Yorum Analiz Görüş

Ölümlere neden engel olamadık?

Yazan: Mine Savaş

Başbakan Tayyip Erdoğan’ın “one minute”ü, İsrail’in Tel Aviv Büyükelçisi Oğuz Çelikkol’a uyguladığı “alçak koltuk krizi”, iki ülkenin aslında birbirini sevmediğini ve hatta saygı da duymadığını gözler önüne seriyordu. “Daha da ileri gidemezler” diye düşünüyordum hep, fakat birkaç gün önce yaşanan olaylar, belki de ilişkilerin gelebileceği son nokta. İsrail, Mavi Marmara isimli insani yardım gemisine saldırıda […]

Başbakan Tayyip Erdoğan’ın “one minute”ü, İsrail’in Tel Aviv Büyükelçisi Oğuz Çelikkol’a uyguladığı “alçak koltuk krizi”, iki ülkenin aslında birbirini sevmediğini ve hatta saygı da duymadığını gözler önüne seriyordu. “Daha da ileri gidemezler” diye düşünüyordum hep, fakat birkaç gün önce yaşanan olaylar, belki de ilişkilerin gelebileceği son nokta. İsrail, Mavi Marmara isimli insani yardım gemisine saldırıda bulunarak çok ciddi bir hata yaptı, ama yaptıkları bu hata pek de umurlarında değil. Zira İsrail kendisini haklı çıkartmak için ortaya birçok sebep sunuyor. Tabii ki bunlar, insan hakları açısından kabul edilebilir sebepler asla olamaz. 1 Haziran’da Mavi Marmara gemisinde ölen kişiler için gerçekten çok üzüldüm, ama maalesef o insanlar ölmeyi göze almışlardı ve saldırı tahmin ediliyordu. Peki, bu durumun önüne neden geçilemedi?

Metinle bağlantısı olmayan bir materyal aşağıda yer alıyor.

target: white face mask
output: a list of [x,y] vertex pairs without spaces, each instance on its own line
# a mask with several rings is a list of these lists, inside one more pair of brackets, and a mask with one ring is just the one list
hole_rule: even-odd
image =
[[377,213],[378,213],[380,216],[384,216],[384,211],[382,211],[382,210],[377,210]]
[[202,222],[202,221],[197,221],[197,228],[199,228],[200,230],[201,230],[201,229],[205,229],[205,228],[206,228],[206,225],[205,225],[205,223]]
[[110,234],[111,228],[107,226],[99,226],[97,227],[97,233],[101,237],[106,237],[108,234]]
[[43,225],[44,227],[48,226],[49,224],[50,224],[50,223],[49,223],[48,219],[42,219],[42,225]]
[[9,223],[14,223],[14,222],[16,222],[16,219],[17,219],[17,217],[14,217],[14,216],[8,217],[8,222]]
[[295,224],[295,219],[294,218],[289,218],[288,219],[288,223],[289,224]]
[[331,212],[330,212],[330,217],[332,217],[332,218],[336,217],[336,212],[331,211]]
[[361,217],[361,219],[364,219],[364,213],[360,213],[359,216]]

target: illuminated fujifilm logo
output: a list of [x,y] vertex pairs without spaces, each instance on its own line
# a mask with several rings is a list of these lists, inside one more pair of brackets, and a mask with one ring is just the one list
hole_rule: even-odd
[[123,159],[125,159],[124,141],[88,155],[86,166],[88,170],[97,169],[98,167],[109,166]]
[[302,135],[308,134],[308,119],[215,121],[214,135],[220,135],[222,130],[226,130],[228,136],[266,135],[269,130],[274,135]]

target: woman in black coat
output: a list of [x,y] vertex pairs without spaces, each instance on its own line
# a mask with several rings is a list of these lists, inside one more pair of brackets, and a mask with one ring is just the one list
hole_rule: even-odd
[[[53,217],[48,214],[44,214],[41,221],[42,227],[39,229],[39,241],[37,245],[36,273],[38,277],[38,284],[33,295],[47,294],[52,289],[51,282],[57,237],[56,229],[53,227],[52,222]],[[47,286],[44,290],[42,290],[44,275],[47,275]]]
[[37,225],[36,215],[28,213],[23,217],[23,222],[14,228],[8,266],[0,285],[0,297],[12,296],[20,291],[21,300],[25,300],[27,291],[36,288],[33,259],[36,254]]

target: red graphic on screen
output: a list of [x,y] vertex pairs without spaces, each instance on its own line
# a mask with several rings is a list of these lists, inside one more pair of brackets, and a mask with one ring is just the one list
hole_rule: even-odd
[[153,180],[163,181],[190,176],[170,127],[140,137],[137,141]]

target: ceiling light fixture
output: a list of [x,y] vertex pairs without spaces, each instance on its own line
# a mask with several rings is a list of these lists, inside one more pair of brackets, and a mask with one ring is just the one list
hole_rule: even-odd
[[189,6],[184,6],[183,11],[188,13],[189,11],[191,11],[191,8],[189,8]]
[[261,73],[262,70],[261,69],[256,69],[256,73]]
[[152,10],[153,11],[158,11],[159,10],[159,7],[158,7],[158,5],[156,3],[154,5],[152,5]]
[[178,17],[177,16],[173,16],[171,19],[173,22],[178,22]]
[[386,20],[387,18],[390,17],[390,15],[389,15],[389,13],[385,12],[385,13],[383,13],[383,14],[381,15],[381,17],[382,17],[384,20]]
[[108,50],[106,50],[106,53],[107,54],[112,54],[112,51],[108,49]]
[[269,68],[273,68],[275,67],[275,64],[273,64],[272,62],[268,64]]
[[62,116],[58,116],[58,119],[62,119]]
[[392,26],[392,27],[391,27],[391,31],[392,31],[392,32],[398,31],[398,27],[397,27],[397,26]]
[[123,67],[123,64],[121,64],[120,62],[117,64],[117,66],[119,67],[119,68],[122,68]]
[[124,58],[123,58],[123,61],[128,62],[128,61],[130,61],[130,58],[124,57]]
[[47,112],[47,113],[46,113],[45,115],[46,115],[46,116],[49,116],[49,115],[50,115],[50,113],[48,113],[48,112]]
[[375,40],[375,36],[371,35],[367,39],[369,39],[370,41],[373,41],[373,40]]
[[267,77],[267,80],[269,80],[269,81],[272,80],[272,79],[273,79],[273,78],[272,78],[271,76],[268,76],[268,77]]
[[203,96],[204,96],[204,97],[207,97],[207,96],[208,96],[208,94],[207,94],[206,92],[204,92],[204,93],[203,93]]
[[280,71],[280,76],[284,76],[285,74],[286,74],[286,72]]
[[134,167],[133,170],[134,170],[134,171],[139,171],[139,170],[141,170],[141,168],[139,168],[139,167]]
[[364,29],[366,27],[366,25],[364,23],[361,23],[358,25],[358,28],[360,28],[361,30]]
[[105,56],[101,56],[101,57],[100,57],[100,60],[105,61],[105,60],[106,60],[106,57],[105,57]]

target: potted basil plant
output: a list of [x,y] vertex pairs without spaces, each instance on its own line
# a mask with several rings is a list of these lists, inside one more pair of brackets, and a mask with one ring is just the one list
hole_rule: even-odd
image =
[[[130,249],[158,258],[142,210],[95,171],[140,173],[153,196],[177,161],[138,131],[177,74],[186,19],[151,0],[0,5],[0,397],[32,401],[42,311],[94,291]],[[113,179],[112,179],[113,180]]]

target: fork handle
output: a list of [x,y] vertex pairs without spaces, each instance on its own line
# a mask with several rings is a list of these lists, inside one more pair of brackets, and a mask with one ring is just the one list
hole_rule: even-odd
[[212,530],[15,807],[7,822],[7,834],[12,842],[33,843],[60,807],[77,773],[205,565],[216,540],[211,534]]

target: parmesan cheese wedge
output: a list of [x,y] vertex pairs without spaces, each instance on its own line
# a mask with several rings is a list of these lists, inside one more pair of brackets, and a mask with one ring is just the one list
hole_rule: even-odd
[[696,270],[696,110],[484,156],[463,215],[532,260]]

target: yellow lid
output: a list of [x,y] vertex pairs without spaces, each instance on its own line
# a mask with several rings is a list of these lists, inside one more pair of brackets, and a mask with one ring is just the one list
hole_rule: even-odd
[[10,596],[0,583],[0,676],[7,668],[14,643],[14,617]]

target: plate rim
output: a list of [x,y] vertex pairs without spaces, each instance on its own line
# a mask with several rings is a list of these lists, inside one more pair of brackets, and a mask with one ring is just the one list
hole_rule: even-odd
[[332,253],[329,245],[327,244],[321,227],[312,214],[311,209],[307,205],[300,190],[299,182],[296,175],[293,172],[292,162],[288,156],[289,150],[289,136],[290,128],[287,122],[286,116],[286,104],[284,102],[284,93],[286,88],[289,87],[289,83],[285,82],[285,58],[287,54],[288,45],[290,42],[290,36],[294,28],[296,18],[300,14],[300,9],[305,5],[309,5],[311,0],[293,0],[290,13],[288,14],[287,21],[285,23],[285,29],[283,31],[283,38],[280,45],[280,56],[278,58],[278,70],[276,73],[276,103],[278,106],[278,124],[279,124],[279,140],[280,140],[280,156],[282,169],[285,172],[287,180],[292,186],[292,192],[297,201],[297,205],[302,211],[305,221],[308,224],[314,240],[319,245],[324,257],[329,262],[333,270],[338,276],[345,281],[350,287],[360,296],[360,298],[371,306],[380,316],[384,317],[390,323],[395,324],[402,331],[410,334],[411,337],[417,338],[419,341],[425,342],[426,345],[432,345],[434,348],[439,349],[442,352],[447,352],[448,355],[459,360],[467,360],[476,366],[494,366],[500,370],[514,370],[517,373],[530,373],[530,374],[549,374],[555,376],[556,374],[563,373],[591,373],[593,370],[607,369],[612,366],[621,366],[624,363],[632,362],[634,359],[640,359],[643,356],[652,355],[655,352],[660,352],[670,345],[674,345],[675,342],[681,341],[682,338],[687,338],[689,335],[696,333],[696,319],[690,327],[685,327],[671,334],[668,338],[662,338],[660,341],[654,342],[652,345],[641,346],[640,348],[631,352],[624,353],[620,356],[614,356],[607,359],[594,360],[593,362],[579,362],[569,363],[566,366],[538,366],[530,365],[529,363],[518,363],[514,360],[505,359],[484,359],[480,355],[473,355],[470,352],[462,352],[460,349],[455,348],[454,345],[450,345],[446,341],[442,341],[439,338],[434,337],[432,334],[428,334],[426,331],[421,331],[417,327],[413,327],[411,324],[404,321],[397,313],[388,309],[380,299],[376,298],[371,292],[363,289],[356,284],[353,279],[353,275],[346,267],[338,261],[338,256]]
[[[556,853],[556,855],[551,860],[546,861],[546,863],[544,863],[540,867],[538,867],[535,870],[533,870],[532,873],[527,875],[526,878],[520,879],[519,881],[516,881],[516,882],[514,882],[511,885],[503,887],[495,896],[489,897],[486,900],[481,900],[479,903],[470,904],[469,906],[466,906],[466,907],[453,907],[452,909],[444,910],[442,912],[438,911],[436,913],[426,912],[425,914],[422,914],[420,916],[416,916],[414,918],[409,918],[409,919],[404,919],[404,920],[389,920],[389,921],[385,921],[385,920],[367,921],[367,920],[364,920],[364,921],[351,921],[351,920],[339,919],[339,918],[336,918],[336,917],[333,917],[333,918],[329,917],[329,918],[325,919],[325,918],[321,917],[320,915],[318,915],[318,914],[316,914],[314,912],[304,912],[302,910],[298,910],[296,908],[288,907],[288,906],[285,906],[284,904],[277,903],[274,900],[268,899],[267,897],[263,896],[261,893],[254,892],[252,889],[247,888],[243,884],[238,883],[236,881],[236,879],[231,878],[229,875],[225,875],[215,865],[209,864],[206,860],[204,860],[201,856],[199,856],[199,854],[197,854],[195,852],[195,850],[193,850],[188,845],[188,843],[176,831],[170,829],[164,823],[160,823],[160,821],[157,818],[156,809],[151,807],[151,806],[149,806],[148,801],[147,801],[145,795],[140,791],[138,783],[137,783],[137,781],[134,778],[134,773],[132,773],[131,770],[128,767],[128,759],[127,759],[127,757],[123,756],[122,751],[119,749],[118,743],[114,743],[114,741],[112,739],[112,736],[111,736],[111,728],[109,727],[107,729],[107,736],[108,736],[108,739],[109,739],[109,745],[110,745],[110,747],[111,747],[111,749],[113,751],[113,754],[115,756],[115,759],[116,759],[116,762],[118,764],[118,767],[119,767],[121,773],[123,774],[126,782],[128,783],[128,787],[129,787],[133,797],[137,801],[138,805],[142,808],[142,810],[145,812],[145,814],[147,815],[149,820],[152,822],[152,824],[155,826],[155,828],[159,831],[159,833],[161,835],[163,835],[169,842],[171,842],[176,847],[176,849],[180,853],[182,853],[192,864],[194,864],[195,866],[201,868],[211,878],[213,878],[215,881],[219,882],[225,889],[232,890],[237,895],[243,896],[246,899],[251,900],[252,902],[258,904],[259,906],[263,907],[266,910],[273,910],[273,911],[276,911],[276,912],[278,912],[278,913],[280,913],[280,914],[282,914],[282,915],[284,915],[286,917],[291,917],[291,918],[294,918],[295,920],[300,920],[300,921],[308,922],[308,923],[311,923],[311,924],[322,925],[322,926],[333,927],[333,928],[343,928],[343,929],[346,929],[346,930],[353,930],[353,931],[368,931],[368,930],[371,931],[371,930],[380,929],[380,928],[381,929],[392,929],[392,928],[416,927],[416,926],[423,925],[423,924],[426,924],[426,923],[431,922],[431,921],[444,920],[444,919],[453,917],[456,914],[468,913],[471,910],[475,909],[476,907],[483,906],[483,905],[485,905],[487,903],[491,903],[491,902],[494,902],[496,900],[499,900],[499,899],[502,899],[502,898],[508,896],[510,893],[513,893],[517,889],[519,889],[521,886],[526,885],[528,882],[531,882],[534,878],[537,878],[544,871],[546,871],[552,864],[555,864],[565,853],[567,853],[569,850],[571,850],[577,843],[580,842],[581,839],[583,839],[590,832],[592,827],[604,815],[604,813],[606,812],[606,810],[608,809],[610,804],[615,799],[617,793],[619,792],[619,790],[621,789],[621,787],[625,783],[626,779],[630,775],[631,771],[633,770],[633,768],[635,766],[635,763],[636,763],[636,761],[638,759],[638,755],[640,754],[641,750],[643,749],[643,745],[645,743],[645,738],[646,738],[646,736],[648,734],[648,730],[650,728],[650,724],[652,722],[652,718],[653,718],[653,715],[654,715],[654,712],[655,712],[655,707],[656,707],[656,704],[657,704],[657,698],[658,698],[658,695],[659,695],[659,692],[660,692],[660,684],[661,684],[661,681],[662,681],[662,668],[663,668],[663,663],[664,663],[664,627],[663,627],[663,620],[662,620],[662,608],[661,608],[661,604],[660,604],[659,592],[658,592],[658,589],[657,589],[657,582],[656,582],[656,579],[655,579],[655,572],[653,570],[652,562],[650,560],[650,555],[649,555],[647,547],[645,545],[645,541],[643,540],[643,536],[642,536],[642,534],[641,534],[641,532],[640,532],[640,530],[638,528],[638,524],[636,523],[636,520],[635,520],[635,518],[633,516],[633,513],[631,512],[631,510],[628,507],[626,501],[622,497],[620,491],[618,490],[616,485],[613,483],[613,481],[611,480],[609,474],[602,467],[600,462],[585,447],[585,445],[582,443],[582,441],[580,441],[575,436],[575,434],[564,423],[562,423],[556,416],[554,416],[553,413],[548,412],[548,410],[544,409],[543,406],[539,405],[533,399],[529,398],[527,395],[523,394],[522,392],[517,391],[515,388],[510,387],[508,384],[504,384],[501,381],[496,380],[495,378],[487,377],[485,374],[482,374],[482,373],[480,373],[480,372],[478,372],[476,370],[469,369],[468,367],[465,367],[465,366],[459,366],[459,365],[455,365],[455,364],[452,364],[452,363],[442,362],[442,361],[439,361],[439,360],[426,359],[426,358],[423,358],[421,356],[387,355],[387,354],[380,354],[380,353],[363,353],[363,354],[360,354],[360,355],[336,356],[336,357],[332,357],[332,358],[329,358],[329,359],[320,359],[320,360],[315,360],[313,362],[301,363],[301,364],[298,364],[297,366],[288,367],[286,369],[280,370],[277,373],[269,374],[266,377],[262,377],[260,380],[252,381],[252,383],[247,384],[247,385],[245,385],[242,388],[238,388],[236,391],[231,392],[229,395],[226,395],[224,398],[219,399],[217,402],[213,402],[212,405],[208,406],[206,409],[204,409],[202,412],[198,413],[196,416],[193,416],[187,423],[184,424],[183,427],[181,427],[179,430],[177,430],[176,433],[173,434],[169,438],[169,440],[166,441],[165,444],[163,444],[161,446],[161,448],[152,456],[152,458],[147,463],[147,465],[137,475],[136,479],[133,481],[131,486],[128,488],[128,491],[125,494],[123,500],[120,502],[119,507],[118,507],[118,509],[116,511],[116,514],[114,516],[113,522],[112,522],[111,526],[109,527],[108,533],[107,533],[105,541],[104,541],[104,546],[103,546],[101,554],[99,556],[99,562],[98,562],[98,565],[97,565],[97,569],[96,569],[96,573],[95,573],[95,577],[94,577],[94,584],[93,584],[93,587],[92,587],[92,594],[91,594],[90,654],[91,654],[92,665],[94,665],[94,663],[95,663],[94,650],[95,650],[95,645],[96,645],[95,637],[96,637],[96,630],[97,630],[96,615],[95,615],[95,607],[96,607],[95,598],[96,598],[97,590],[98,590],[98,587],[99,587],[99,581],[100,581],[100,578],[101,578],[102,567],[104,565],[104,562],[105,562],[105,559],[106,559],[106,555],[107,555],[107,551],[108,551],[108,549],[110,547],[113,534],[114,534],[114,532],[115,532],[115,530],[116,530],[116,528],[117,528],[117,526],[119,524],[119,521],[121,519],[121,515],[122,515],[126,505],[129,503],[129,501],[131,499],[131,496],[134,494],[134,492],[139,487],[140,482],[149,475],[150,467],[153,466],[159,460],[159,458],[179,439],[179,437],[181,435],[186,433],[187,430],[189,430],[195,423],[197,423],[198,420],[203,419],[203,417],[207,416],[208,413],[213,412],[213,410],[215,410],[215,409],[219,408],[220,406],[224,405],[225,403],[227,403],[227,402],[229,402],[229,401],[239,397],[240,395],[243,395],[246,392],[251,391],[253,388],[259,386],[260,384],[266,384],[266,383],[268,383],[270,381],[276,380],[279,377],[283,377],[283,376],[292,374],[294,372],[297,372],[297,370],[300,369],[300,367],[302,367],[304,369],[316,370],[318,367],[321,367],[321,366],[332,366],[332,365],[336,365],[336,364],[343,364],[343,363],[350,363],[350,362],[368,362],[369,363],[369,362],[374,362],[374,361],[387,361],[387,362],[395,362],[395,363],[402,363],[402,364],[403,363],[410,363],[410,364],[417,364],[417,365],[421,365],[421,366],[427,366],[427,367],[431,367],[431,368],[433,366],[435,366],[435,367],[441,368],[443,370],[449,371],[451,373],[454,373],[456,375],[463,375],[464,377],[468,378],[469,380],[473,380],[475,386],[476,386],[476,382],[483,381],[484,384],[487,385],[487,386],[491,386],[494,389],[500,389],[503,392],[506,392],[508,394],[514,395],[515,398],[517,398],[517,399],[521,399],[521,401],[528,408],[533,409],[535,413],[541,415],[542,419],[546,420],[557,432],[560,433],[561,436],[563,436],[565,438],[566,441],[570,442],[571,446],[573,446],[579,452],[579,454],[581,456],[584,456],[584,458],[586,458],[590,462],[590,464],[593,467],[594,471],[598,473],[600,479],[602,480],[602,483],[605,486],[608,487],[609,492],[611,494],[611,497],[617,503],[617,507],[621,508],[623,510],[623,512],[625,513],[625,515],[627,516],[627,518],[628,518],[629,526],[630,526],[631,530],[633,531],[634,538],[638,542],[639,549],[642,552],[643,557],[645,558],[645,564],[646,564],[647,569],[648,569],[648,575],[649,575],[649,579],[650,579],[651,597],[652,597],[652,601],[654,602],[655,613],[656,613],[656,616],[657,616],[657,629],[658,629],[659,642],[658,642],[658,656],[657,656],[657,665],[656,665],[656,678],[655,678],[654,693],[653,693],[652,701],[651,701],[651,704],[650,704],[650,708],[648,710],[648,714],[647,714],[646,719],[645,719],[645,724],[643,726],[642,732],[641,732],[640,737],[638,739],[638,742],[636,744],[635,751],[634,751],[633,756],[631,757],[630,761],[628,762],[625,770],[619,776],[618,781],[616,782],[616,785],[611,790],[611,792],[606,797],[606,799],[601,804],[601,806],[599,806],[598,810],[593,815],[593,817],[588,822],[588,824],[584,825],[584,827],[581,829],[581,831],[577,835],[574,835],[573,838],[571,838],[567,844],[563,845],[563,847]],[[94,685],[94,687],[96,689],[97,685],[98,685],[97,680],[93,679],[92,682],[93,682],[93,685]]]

31 Mayıs’da çıkan hemen her gazete, Mavi Marmara ve diğer insani yardım gemilerinin Gazze’ye doğru yola çıktığı yazıyordu. Ama haberlerde daha da önemli bir ayrıntı vardı ki o da, İsrail’in yardım gemilerine karşı herhangi bir saldırıda bulunma ihtimalinin olmasıydı. Yani, gazeteciler ve insani yardım için yola çıkan insanlar, yaşanacak herhangi bir saldırının bilincindeydi. Buna rağmen o insanlar neden ölüme gönderildi? Mavi Marmara, neden diğer insani yardım gemileri gibi İsrail’in istediği limana yönelmedi?

Başbakan Recep Tayyip Erdoğan Latin Amerika gezisinden döndü ve “İnsani yardım gemilerine silahlarla saldırmak, masum insanları katletmek, sivillere terörist muamelesi yapmak, insanlık açısından alçakça bir pervasızlıktır.” dedi, Ne var ki saldırı, tüm yardım gemilerine değil, sadece Mavi Marmara gemisine gerçekleşti. Çünkü sadece o gemi, uyarılara rağmen rotasını değiştirmedi (Ya da şu anda elimizdeki veriler öyle olduğunu gösteriyor) . Saldırı sonucu ölen insanlar, kimileri tarafından “şehit” ilan edildiler. Peki, savaşa giden bir grup insan vardı da biz mi bilmiyorduk? Ya da biliyorduk da neden engel olmadık?

Başbakan Erdoğan’ın dünkü yaptığı basın açıklamasının sonunda, “İsrail’le tüm ekonomik bağlarımızı koparacağız” demesini beklerdim. Zira İsrail Türkiye’ye savunma sanayi, kimya sanayi ve tıbbi cihaz ithalatı yapıyor, yani Türkiye, İsrail’in önemli bir müşterisi. Merak ettiğim, bu iş ortaklıkları da sona erecek mi? Ölen insanların kanlarının yerde kalmaması isteniyorsa, o zaman ekonomik bir çıkar da güdülmemeli.

Her şeyden önemlisi ise Türkiye’de yaşayan Musevi vatandaşlar, gerçekten çok kötü durumlarla karşı karşıya. Saldırıdan sonra Facebook’taki bazı kullanıcılar, profil resimlerini değiştirerek yerine Adolf Hitler’in resmini koydular ve “Dünyanın ihtiyacı”, “Hitler’i klonlayalım” gibi yazılar paylaştılar. İsrail’in gerçekleştirdiği saldırı gerçekten çok büyük bir hataydı, ama bu yazıları yazan zihniyetin de saldırıya ortak olan insanlardan farklı olmadığını bilmeliyiz. Biraz empati kurarak, Müslümanlığın hoşgörü dini olduğunu dünyaya kanıtlamalıyız.